Fordham Senior Researches What Drives Our Brains and Our Responses


Ruby Setara, FCRH’23 is studying a specific type of neuron, called the ventral pallidum cholinergic projection neuron (VP-CPNs). (Courtesy of Ruby Setara for The Fordham Ram)

For the past two years, Ruby Setara, FCRH ’23, has been working in Dr. Eduardo Gallo’s Neurobiology of Motivated Behavior Lab, studying the specifics of what inside our brains drives our responses and behaviors. In particular, Setara, who is studying biological sciences, is looking at a specific type of neuron, called the ventral pallidum cholinergic projection neuron (VP-CPNs).
According to Setara, understanding the underlying brain mechanisms that drive humans is key to learning more about certain brain disorders like ADHD, depression and substance abuse disorders, because they all have motivational impairment. “When we understand this, we can understand how to treat them.”

The VP-CPNs that Setara studies are located in the ventral pallidum region of the brain, which works by projecting neurons into other parts of the brain that are known to be associated with cue processing and driving motivated behavior. However, Setara said that these VP-CPNs are not commonly studied in research today, so their role in motivating behavior has not been explored completely.

Previously, Setara received two summer undergraduate research grants to study these VP-CPNs.
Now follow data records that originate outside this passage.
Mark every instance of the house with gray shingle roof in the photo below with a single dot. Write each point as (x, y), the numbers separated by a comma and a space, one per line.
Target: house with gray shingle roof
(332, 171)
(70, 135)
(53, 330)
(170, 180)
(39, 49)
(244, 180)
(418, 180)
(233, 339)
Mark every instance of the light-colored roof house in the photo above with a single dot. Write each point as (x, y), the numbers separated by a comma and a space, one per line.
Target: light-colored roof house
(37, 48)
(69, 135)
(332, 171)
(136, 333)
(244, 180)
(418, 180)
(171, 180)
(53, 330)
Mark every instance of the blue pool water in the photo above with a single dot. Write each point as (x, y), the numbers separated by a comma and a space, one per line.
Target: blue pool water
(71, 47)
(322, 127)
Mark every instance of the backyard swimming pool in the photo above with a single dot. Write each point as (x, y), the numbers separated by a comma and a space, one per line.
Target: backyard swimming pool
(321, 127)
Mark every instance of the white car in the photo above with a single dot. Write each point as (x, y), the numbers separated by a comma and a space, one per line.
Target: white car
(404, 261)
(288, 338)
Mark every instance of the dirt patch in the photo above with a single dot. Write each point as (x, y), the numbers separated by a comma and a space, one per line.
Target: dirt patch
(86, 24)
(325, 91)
After her previous research on this topic, she came to conclusions that ultimately led her to have more questions than answers about the role of these neurons in driving motivated behavior. Setara found that VP-CPNs were not required in cue-linked behavior, nor were they required for cue-mediated reinstatement of behavior. This led her to her most recent study that she has been conducting this semester with the Len Blavatnik Research Fellowship. Currently, Setara is working with a cohort of mice that have an optic fiber implanted in their brains to investigate how VP-CPNs act in response to cues, cue-seeking behavior or to the reward itself. “We can use that connection from the mouse with fiber photometry equipment to visualize those neurons as the mouse is literally doing the behavior task, which is super helpful, because you can see… in real-time,” said Setara.
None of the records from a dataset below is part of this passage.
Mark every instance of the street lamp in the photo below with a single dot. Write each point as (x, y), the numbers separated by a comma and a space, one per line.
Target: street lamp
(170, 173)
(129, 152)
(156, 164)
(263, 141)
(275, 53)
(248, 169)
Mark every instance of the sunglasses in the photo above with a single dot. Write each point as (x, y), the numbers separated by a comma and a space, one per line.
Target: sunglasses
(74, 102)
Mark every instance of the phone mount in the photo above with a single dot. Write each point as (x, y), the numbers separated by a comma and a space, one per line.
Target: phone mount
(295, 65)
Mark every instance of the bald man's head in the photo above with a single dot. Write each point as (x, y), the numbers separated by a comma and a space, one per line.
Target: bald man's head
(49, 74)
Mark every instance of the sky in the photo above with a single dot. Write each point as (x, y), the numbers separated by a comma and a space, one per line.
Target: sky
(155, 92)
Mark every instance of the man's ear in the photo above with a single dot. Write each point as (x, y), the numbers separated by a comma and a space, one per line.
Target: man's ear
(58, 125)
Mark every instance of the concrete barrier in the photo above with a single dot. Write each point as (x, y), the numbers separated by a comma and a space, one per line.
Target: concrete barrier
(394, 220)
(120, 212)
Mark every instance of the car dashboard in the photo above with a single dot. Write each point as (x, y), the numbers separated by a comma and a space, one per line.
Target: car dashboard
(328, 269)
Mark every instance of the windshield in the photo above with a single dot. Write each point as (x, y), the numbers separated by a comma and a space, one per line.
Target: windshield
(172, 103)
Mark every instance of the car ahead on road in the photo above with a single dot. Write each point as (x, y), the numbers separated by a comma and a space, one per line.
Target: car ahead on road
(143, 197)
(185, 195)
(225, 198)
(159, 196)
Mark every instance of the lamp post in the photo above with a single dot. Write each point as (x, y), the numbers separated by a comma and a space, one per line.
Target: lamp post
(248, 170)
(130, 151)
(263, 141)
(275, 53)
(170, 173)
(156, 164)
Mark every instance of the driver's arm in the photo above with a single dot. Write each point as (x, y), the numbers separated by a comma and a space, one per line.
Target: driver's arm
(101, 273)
Setara ran the mice on a task of receiving a reward when they pressed a lever. The goal of this was to see if VP-CPNs were required in reward-predicting stimuli, is a light cue, reward-seeking behavior. When the mice pressed the level, they received milk as a reward. Setara analyzed these signals while the mice were doing the task, and then changed up some of the conditions of the experiment, for instance, pre-feeding the mice with their reward prior to completing the task, which would devalue the reward, or watering down the milk to make the reward less palatable for the mice.

Setara finished running the experiments for this portion of the lab and is currently analyzing the data that she collected. “I’m doing a lot of sorting [for] each trial of the behavior task… so it’s a lot of data parsing and a lot of comparing across mice and combining cohorts just to get a concrete answer to my question,” said Setara.
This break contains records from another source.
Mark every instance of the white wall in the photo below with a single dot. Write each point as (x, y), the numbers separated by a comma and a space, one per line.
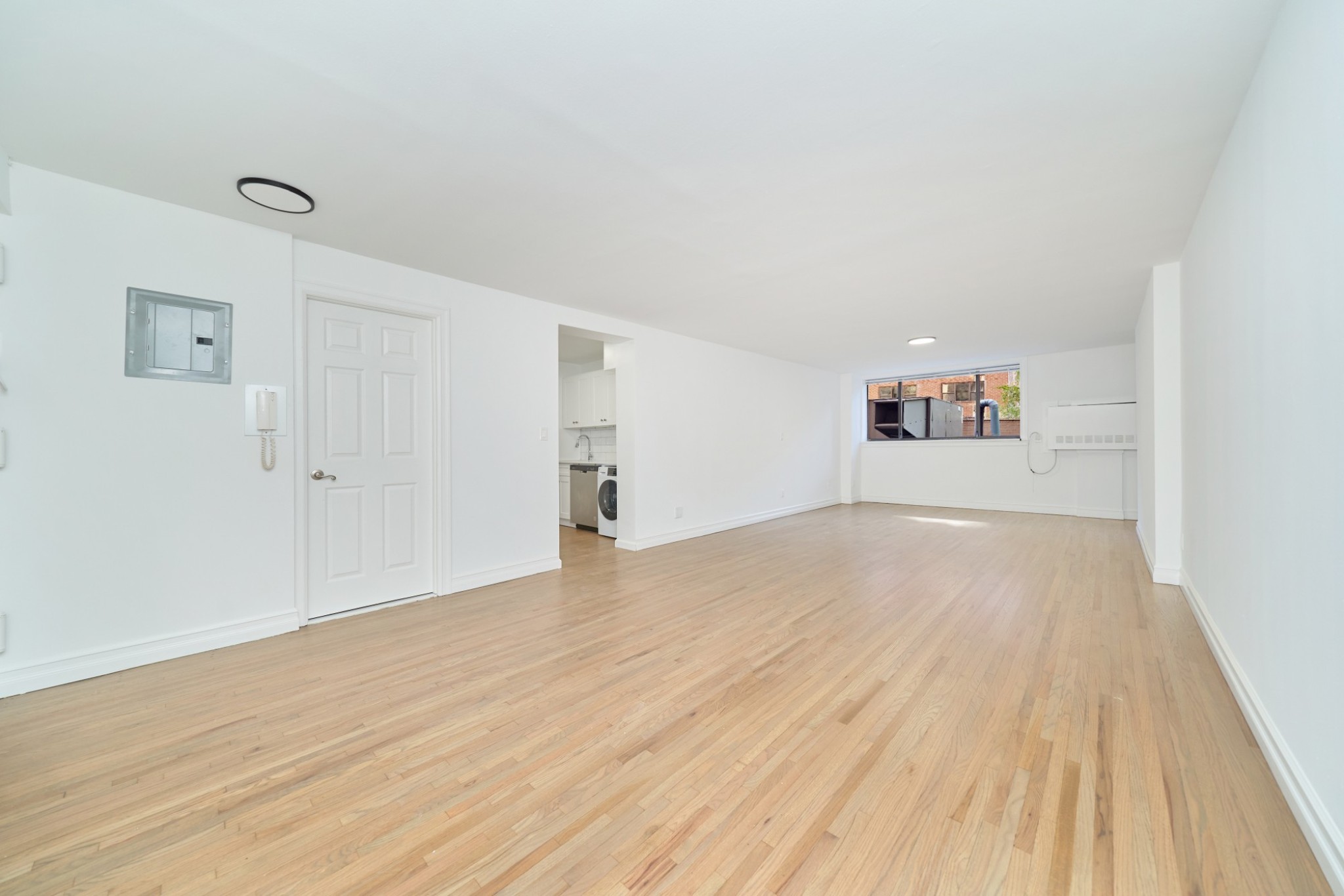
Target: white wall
(994, 474)
(1159, 378)
(714, 430)
(1263, 311)
(133, 511)
(136, 521)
Thus far in her data analysis, Setara has been able to preliminarily see that VP-CPNs fire more robustly in response to reward-seeking behavior, which is when the mouse presses the lever, and for the reward itself, but not as much for the cue, which is when the light turns on. “This kind of supports what I found in my summer 2022 project, where I saw that… these neurons weren’t required in a cue-linked task, so my data kind of supports that there’s negligible activity at the cue, but on… cue-seeking and the reward itself, there’s a lot more activity,” said Setara.

Setara said she hopes to complete her data parsing by the FCRH Undergraduate Research Symposium so that she can share some of her preliminary results and findings. She also said she wants to get her research published in a neuroscience journal. In the future, Setara said she wants to have a career in research, and working as a part of this lab has allowed her to foster a love for neuroscience that goes beyond the classroom. She said she has accepted a job to work as a researcher at Mt. Sinai studying a rare brain tumor, which will allow her to continue her work in neuroscience research but delve into a different topic.

Speaking more broadly, Setara said she hopes that her research will lead to a greater understanding of the processes inside the brain regarding motivated behavior. “The more we understand what goes on inside, the more we can target certain behaviors and whatnot, whether it be through drug therapies that target specific neurons or even behavior therapies that can target motivational disfunction; I feel like the research has a lot of potential for finding out what even drives these processes in the first place because we don’t even know, and when we don’t know what causes this, it gets even harder to treat it,” said Setara.